Tamus communis. Black Bryonia. Ladies’Seal. *N.O. Dioscoreaceae. Tincture of fresh root. Tincture of the berries.
Clinical
Chilblains.
Characteristics
*Tamus is the only European representative of the Dioscoreaceae. There are two species, *T. *communis and *T. *cretica. The Greeks use the young suckers of both like asparagus, which they much resemble. *T. *communis is the Black Bryonia of our hedges. “The root is very great and thick, oftentimes as big as a man’s leg, blackish without and very clammy or slimy within, which having been scraped with a knife, it seems to be a matter fit to be spread upon cloth or leather in manner of a plaster of sear- cloth” (Gerarde).

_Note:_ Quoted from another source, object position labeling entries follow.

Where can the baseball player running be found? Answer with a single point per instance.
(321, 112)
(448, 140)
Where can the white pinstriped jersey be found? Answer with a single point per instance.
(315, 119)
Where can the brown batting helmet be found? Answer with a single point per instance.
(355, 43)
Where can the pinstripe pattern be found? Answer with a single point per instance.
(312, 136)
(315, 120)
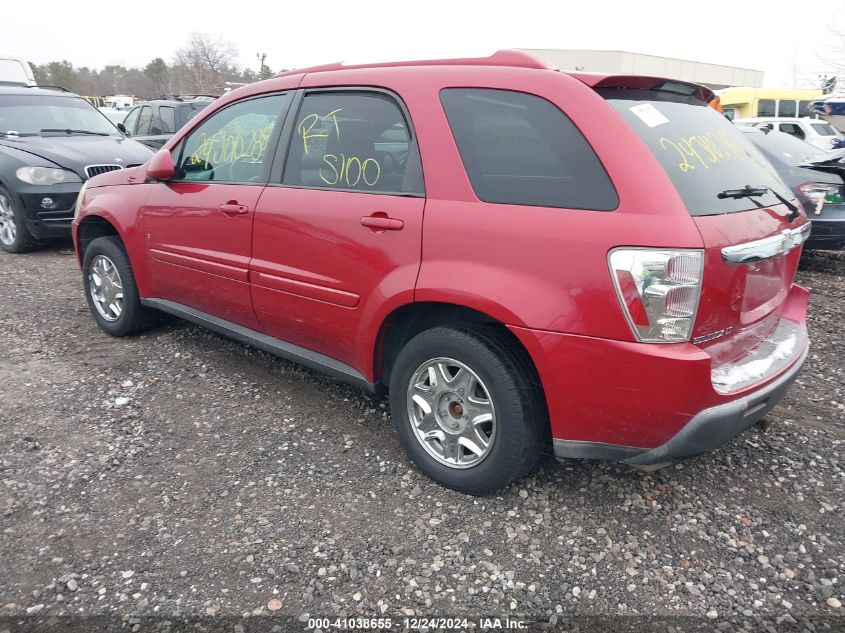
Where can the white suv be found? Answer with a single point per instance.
(814, 131)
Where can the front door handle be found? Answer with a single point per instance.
(379, 222)
(233, 208)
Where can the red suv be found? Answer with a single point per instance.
(524, 259)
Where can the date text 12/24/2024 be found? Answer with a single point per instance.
(417, 623)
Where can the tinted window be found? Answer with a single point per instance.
(824, 129)
(167, 116)
(520, 149)
(144, 120)
(783, 148)
(702, 152)
(29, 114)
(792, 128)
(804, 108)
(357, 141)
(766, 107)
(131, 121)
(786, 108)
(231, 146)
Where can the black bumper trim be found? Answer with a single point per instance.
(705, 432)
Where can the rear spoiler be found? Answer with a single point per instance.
(637, 82)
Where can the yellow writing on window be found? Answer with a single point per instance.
(704, 150)
(228, 146)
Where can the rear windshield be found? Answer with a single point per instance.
(700, 150)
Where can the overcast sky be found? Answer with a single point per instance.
(297, 34)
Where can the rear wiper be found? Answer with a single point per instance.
(72, 131)
(752, 192)
(13, 133)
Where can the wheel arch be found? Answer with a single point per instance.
(408, 320)
(90, 228)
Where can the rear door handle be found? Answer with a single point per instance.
(381, 222)
(233, 208)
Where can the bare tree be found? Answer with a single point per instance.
(205, 62)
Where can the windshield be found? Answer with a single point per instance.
(779, 146)
(702, 152)
(29, 114)
(824, 129)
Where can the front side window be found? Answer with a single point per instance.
(144, 120)
(356, 141)
(804, 109)
(167, 116)
(29, 115)
(521, 149)
(131, 121)
(824, 129)
(766, 107)
(231, 145)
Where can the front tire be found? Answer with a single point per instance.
(14, 236)
(110, 289)
(468, 408)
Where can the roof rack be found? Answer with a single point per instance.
(48, 87)
(507, 57)
(187, 97)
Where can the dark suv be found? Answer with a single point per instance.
(154, 122)
(50, 142)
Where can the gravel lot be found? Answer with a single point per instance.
(178, 475)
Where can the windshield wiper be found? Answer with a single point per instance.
(14, 134)
(72, 131)
(752, 192)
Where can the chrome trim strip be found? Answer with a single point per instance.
(772, 246)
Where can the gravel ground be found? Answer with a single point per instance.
(180, 477)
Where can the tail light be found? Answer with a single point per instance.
(658, 290)
(821, 193)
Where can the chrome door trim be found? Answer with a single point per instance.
(772, 246)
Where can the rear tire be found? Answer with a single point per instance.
(110, 289)
(14, 236)
(468, 408)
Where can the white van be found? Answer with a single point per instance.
(813, 131)
(14, 70)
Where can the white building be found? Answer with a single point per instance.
(714, 76)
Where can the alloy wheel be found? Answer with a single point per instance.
(451, 413)
(8, 229)
(106, 288)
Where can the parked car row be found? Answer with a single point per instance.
(817, 133)
(584, 238)
(603, 269)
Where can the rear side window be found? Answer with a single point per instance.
(357, 141)
(521, 149)
(702, 152)
(766, 107)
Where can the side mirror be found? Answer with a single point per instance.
(160, 166)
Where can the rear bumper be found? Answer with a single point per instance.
(705, 432)
(827, 234)
(644, 403)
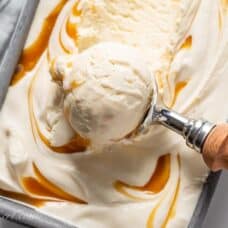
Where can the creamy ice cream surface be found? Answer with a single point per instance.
(107, 87)
(82, 52)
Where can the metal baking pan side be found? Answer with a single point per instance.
(24, 215)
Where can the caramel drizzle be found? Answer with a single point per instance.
(71, 28)
(151, 218)
(187, 43)
(77, 144)
(156, 183)
(172, 209)
(41, 186)
(32, 54)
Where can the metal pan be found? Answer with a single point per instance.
(22, 214)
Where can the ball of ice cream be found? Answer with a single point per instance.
(108, 88)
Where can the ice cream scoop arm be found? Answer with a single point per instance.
(207, 138)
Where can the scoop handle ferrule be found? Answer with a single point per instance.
(194, 132)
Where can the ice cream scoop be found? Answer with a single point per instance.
(203, 136)
(108, 89)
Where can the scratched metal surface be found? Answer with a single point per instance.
(17, 15)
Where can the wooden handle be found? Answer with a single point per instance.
(215, 149)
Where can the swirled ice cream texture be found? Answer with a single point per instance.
(148, 182)
(107, 91)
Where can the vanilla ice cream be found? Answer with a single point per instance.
(107, 88)
(47, 157)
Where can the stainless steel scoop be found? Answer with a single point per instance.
(193, 131)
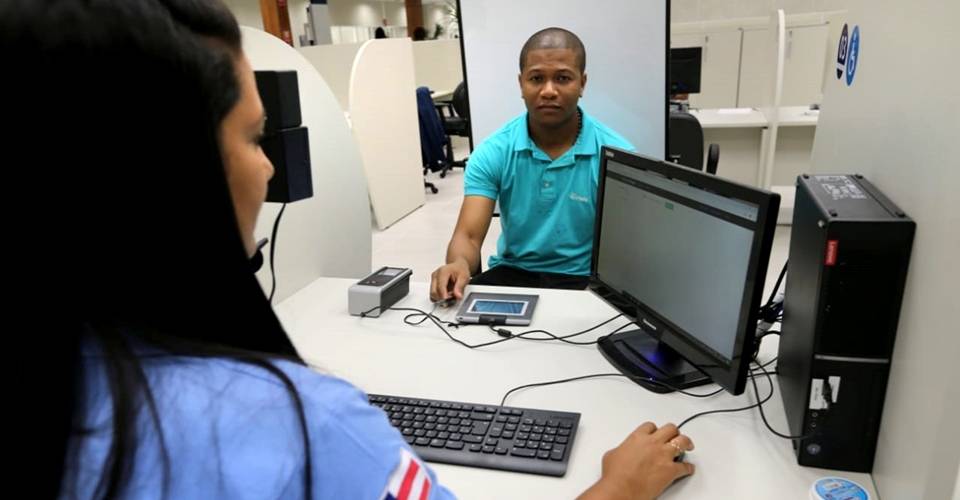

Dioscorides, according to the same authority, says the fruit or berries take away sun-burns and other blemishes of the skin, and Gerarde adds that these “very quickly waste and consume away black and blue marks that come of bruises and dry beatings: which thing also the roots perform being laid upon them.” The fruits steeped in gin are a popular remedy for chilblains, and the only use that *Tamus has been made of by homoeopaths is as a point for chilblains. Gerarde says of the root-plaster that it removes scars and deformities, breaks hard aposteme, draws forth splinters and broken bones, dissolves congealed blood, and if laid on hip or knuckle-bones or any other part where there is great pain, it takes away the pain speedily.